Code Monkey home page Code Monkey logo

Comments (40)

JammyZhou avatar JammyZhou commented on May 19, 2024 1

Thanks for the suggestions. I will have a try with that.

from coriander.

hughperkins avatar hughperkins commented on May 19, 2024

Hmmm. right. not much info.

We can go in two directions:

  • in coriander, we can gradually drill down, find out where it's failing. but looks like failing in the kernel launch call
  • we can also start with a basic opencl application, without using coriander, and gradually make it more complicated, till we reproduce the issue

Let's start with this second approach, since it's more satisfying to run stuff until it breaks, than to repeatedly run somethign that doesnt work :-)

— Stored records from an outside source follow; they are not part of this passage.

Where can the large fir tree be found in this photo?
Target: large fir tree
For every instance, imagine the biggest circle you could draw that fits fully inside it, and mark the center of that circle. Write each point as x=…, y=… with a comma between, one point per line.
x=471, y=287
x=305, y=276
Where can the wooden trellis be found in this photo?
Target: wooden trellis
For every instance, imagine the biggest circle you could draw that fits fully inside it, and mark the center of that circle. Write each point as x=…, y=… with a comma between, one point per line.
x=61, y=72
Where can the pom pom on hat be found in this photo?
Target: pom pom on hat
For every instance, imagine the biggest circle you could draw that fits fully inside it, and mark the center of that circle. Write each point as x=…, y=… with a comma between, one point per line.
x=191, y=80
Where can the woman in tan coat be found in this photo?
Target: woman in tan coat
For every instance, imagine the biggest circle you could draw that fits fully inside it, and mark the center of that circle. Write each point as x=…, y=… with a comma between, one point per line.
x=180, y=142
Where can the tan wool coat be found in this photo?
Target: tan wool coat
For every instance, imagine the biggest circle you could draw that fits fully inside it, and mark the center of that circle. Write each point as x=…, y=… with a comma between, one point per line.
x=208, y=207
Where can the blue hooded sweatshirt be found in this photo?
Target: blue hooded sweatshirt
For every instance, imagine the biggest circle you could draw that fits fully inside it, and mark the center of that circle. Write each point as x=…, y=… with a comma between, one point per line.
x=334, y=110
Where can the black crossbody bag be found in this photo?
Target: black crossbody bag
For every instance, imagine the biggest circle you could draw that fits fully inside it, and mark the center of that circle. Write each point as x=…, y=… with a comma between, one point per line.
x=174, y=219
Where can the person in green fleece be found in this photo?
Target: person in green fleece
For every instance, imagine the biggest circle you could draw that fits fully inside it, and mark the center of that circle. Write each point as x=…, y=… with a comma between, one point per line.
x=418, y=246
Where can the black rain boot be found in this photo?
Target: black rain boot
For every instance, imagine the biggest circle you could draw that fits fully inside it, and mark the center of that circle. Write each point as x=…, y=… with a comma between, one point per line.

I'm thinking, perhaps you can start by installing EasyCL, build the unit tests, run those, see how far that gets? (If even easycl crashes, we'll go lower :-) )

from coriander.

JammyZhou avatar JammyZhou commented on May 19, 2024

I tried cuda_sample on my Intel machine, and it can work as expected.

OpenCL platform: Intel Gen OCL Driver
OpenCL device: Intel(R) HD Graphics Haswell CRW GT3 Desktop
hostFloats[2] 123
hostFloats[2] 222
hostFloats[2] 444

I used COCL_DUMP_CL=1 to dump the generated OpenCL kernel for cuda_sample on both platforms, and the kernel source is exactly the same as attached. So I'm suspecting that there is some problem in the PowerVR OpenCL driver on ARM64 platform. After adding some debug info in EasyCL, I found that the problem happened when calling clBuildProgram. Maybe it is another bug of the driver, or there is some compatibility issue. Will dig into it later.

0.cl.txt

from coriander.

hughperkins avatar hughperkins commented on May 19, 2024

Please run the easycl unit tests, and let me know what happens.

from coriander.

hughperkins avatar hughperkins commented on May 19, 2024

By the way, you might consider trying COCL_OFFSETS_32BIT=1, https://github.com/hughperkins/coriander/blob/master/doc/advanced_usage.md#cocl_offsets_32bit-for-beignet

from coriander.

JammyZhou avatar JammyZhou commented on May 19, 2024

@hughperkins only testscalars.test1 failed, and all other 62 tests passed. The same results with "COCL_OFFSETS_32BIT=1". And the failing exception seems a little strange.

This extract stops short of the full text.